While the market recovery seen in 2020 has tapered somewhat, Dr Andrew Golding, chief executive of the Pam Golding Property group says the ongoing record-low interest rate will continue to bolster the property market.

“From a housing perspective, the prevailing low interest rates have undoubtedly bolstered market confidence, coupled with favourable lending conditions seeing both average (trailing effective) and first-time buyer approval rates rising further in August (2021), increasing to 82.6% and 81.2% respectively, according to ooba.

“Moreover, after increasing in Q4 2020 and Q1 2021, deposits as a percentage of purchase price are again declining, with average and first-time home buyer deposit rates converging at around 7% in August, while the overall approval rate for 100% home loans rose marginally in the same month to 82.8%.

“According to the Pam Golding Residential Property Index, while national house price inflation continues to lose momentum as economic growth slows in Q3 2021, easing from a peak of 5.2% in May to 5% in August, the sub-R1 million price band continues to enjoy uninterrupted growth, averaging at 5.8% for the year to date (to August 2021).”

 “Bucking the national trend, the Western Cape is the only major regional market in which house price inflation continues to accelerate, with house price inflation averaging 5.8% during the year to date, compared to 4.7% in both Gauteng and KwaZulu-Natal.

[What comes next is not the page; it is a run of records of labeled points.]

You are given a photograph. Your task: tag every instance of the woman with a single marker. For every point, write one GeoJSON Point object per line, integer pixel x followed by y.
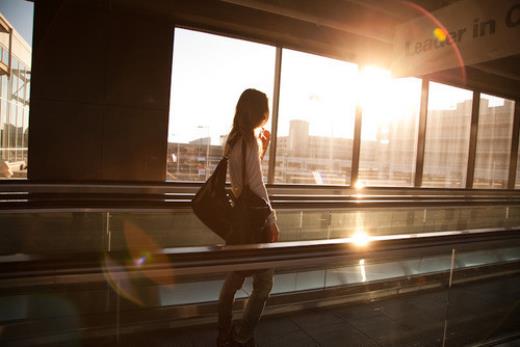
{"type": "Point", "coordinates": [252, 112]}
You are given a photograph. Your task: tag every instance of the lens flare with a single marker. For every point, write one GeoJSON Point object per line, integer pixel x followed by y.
{"type": "Point", "coordinates": [128, 276]}
{"type": "Point", "coordinates": [360, 238]}
{"type": "Point", "coordinates": [359, 184]}
{"type": "Point", "coordinates": [440, 34]}
{"type": "Point", "coordinates": [440, 29]}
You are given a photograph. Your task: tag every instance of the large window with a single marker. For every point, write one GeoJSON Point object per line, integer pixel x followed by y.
{"type": "Point", "coordinates": [208, 75]}
{"type": "Point", "coordinates": [316, 119]}
{"type": "Point", "coordinates": [15, 78]}
{"type": "Point", "coordinates": [389, 128]}
{"type": "Point", "coordinates": [316, 115]}
{"type": "Point", "coordinates": [447, 136]}
{"type": "Point", "coordinates": [495, 130]}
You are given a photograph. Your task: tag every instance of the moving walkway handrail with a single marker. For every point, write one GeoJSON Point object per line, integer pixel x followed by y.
{"type": "Point", "coordinates": [187, 261]}
{"type": "Point", "coordinates": [104, 198]}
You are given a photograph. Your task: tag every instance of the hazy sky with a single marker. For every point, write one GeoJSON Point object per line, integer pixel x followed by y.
{"type": "Point", "coordinates": [209, 72]}
{"type": "Point", "coordinates": [20, 14]}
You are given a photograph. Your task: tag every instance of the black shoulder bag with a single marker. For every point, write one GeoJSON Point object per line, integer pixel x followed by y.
{"type": "Point", "coordinates": [212, 203]}
{"type": "Point", "coordinates": [237, 221]}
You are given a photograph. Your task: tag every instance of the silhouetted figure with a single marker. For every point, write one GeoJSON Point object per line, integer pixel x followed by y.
{"type": "Point", "coordinates": [252, 112]}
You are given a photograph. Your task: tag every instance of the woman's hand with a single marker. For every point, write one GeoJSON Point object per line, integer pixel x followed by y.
{"type": "Point", "coordinates": [272, 231]}
{"type": "Point", "coordinates": [265, 136]}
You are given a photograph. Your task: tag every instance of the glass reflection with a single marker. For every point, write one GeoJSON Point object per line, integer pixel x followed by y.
{"type": "Point", "coordinates": [316, 119]}
{"type": "Point", "coordinates": [447, 136]}
{"type": "Point", "coordinates": [389, 128]}
{"type": "Point", "coordinates": [204, 91]}
{"type": "Point", "coordinates": [495, 130]}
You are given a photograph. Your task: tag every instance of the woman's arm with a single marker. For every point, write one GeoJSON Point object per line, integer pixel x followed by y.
{"type": "Point", "coordinates": [255, 179]}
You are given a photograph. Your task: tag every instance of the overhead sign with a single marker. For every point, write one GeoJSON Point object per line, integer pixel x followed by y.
{"type": "Point", "coordinates": [464, 33]}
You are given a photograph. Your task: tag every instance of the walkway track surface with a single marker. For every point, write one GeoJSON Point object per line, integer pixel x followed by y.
{"type": "Point", "coordinates": [469, 314]}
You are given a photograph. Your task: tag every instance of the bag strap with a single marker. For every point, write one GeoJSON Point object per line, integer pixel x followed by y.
{"type": "Point", "coordinates": [244, 182]}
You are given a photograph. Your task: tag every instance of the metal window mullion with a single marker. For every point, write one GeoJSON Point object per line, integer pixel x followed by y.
{"type": "Point", "coordinates": [513, 162]}
{"type": "Point", "coordinates": [472, 152]}
{"type": "Point", "coordinates": [274, 120]}
{"type": "Point", "coordinates": [356, 146]}
{"type": "Point", "coordinates": [421, 135]}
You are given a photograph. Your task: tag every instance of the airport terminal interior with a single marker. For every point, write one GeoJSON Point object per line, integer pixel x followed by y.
{"type": "Point", "coordinates": [393, 167]}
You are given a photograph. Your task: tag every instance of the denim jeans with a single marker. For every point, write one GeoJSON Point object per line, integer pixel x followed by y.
{"type": "Point", "coordinates": [262, 285]}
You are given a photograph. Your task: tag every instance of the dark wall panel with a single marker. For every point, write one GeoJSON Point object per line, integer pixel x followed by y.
{"type": "Point", "coordinates": [100, 93]}
{"type": "Point", "coordinates": [66, 140]}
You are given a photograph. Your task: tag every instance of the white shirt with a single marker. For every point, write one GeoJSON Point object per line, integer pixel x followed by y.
{"type": "Point", "coordinates": [253, 172]}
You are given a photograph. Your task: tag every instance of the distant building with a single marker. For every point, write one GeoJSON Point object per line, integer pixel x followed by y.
{"type": "Point", "coordinates": [389, 159]}
{"type": "Point", "coordinates": [15, 78]}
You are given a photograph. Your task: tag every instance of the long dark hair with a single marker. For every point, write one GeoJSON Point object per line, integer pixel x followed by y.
{"type": "Point", "coordinates": [250, 113]}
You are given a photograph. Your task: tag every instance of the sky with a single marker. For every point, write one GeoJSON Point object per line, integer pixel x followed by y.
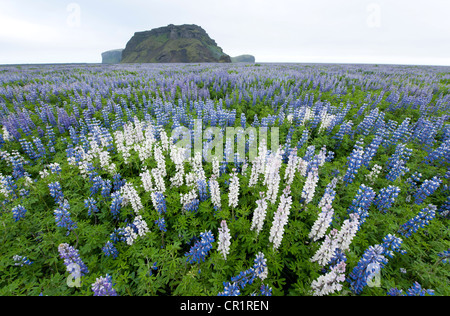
{"type": "Point", "coordinates": [298, 31]}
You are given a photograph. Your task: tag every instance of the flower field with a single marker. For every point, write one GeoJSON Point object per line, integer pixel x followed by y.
{"type": "Point", "coordinates": [224, 179]}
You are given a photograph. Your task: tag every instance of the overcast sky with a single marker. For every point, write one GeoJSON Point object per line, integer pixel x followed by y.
{"type": "Point", "coordinates": [346, 31]}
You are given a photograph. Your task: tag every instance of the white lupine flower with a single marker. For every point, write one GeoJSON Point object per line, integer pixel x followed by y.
{"type": "Point", "coordinates": [302, 166]}
{"type": "Point", "coordinates": [258, 164]}
{"type": "Point", "coordinates": [233, 194]}
{"type": "Point", "coordinates": [224, 239]}
{"type": "Point", "coordinates": [272, 175]}
{"type": "Point", "coordinates": [128, 133]}
{"type": "Point", "coordinates": [326, 250]}
{"type": "Point", "coordinates": [330, 282]}
{"type": "Point", "coordinates": [259, 214]}
{"type": "Point", "coordinates": [322, 223]}
{"type": "Point", "coordinates": [187, 198]}
{"type": "Point", "coordinates": [310, 185]}
{"type": "Point", "coordinates": [6, 135]}
{"type": "Point", "coordinates": [215, 192]}
{"type": "Point", "coordinates": [138, 130]}
{"type": "Point", "coordinates": [159, 180]}
{"type": "Point", "coordinates": [104, 159]}
{"type": "Point", "coordinates": [141, 226]}
{"type": "Point", "coordinates": [376, 169]}
{"type": "Point", "coordinates": [160, 160]}
{"type": "Point", "coordinates": [164, 140]}
{"type": "Point", "coordinates": [347, 233]}
{"type": "Point", "coordinates": [177, 156]}
{"type": "Point", "coordinates": [337, 240]}
{"type": "Point", "coordinates": [130, 235]}
{"type": "Point", "coordinates": [146, 179]}
{"type": "Point", "coordinates": [216, 167]}
{"type": "Point", "coordinates": [197, 167]}
{"type": "Point", "coordinates": [281, 217]}
{"type": "Point", "coordinates": [291, 168]}
{"type": "Point", "coordinates": [130, 195]}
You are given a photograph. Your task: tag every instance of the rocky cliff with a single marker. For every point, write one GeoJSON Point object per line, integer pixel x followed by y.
{"type": "Point", "coordinates": [243, 59]}
{"type": "Point", "coordinates": [173, 44]}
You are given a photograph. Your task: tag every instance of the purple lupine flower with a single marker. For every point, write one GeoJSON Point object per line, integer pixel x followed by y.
{"type": "Point", "coordinates": [103, 286]}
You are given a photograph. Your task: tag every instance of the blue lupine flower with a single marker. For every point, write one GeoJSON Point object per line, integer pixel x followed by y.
{"type": "Point", "coordinates": [416, 290]}
{"type": "Point", "coordinates": [56, 192]}
{"type": "Point", "coordinates": [21, 261]}
{"type": "Point", "coordinates": [91, 205]}
{"type": "Point", "coordinates": [445, 255]}
{"type": "Point", "coordinates": [161, 222]}
{"type": "Point", "coordinates": [160, 202]}
{"type": "Point", "coordinates": [18, 212]}
{"type": "Point", "coordinates": [362, 202]}
{"type": "Point", "coordinates": [72, 260]}
{"type": "Point", "coordinates": [103, 286]}
{"type": "Point", "coordinates": [371, 262]}
{"type": "Point", "coordinates": [202, 190]}
{"type": "Point", "coordinates": [62, 217]}
{"type": "Point", "coordinates": [201, 248]}
{"type": "Point", "coordinates": [392, 244]}
{"type": "Point", "coordinates": [354, 162]}
{"type": "Point", "coordinates": [110, 250]}
{"type": "Point", "coordinates": [386, 198]}
{"type": "Point", "coordinates": [230, 289]}
{"type": "Point", "coordinates": [419, 221]}
{"type": "Point", "coordinates": [116, 204]}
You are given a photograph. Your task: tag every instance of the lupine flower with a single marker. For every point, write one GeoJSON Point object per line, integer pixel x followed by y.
{"type": "Point", "coordinates": [259, 214]}
{"type": "Point", "coordinates": [130, 195]}
{"type": "Point", "coordinates": [414, 290]}
{"type": "Point", "coordinates": [159, 202]}
{"type": "Point", "coordinates": [362, 201]}
{"type": "Point", "coordinates": [215, 192]}
{"type": "Point", "coordinates": [201, 248]}
{"type": "Point", "coordinates": [310, 185]}
{"type": "Point", "coordinates": [202, 190]}
{"type": "Point", "coordinates": [116, 204]}
{"type": "Point", "coordinates": [161, 222]}
{"type": "Point", "coordinates": [419, 221]}
{"type": "Point", "coordinates": [224, 239]}
{"type": "Point", "coordinates": [91, 205]}
{"type": "Point", "coordinates": [62, 217]}
{"type": "Point", "coordinates": [371, 262]}
{"type": "Point", "coordinates": [230, 289]}
{"type": "Point", "coordinates": [72, 260]}
{"type": "Point", "coordinates": [110, 250]}
{"type": "Point", "coordinates": [281, 218]}
{"type": "Point", "coordinates": [354, 162]}
{"type": "Point", "coordinates": [21, 261]}
{"type": "Point", "coordinates": [258, 270]}
{"type": "Point", "coordinates": [330, 282]}
{"type": "Point", "coordinates": [233, 194]}
{"type": "Point", "coordinates": [55, 192]}
{"type": "Point", "coordinates": [445, 256]}
{"type": "Point", "coordinates": [325, 217]}
{"type": "Point", "coordinates": [103, 286]}
{"type": "Point", "coordinates": [386, 198]}
{"type": "Point", "coordinates": [18, 212]}
{"type": "Point", "coordinates": [272, 176]}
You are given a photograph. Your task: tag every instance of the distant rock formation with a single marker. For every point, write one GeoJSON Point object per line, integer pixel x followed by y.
{"type": "Point", "coordinates": [112, 56]}
{"type": "Point", "coordinates": [243, 59]}
{"type": "Point", "coordinates": [173, 44]}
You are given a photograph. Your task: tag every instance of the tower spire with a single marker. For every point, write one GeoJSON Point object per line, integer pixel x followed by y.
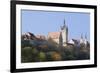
{"type": "Point", "coordinates": [85, 36]}
{"type": "Point", "coordinates": [64, 22]}
{"type": "Point", "coordinates": [81, 36]}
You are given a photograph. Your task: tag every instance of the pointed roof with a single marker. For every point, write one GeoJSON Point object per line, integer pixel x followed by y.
{"type": "Point", "coordinates": [54, 35]}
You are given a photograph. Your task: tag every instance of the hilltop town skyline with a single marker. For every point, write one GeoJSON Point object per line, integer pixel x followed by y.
{"type": "Point", "coordinates": [74, 32]}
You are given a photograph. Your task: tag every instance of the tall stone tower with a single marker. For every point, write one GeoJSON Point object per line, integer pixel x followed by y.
{"type": "Point", "coordinates": [64, 32]}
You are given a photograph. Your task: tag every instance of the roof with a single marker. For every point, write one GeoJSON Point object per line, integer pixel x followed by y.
{"type": "Point", "coordinates": [54, 35]}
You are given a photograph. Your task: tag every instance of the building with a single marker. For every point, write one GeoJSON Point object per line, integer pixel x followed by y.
{"type": "Point", "coordinates": [60, 37]}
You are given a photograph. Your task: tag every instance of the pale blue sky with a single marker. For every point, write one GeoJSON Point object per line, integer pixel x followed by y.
{"type": "Point", "coordinates": [42, 22]}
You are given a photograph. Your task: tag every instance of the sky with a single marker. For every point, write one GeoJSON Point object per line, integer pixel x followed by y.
{"type": "Point", "coordinates": [42, 22]}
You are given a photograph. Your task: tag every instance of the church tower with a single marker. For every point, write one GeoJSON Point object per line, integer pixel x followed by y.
{"type": "Point", "coordinates": [64, 32]}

“In addition, according to Lightstone, the coastal price premium versus non-coastal homes continues to widen, reaching 2.9% in May 2021 (latest data) and averaging at 2.2% for the year to date, compared to just 0.2% in 2020.

“According to ooba, the average price of homes sold rebounded in August, rising to R1.4 million overall and R1.13 million for first-time buyers – the latter approaching January 2021’s record high.

“Notably, at R113 billion, the total value of residential property transfers in South Africa during the first half (H1) of 2021 was 35.4% above H1 2019, while units were 12.3% higher at approximately 114 000 (Lightstone data). This robust improvement from pre-Covid levels of activity underlines the ongoing resilience of the country’s housing market, underpinned by consistent demand for correctly priced homes across all price bands, particularly the sub-R5 million category – but also including luxury residences,” says Dr Golding.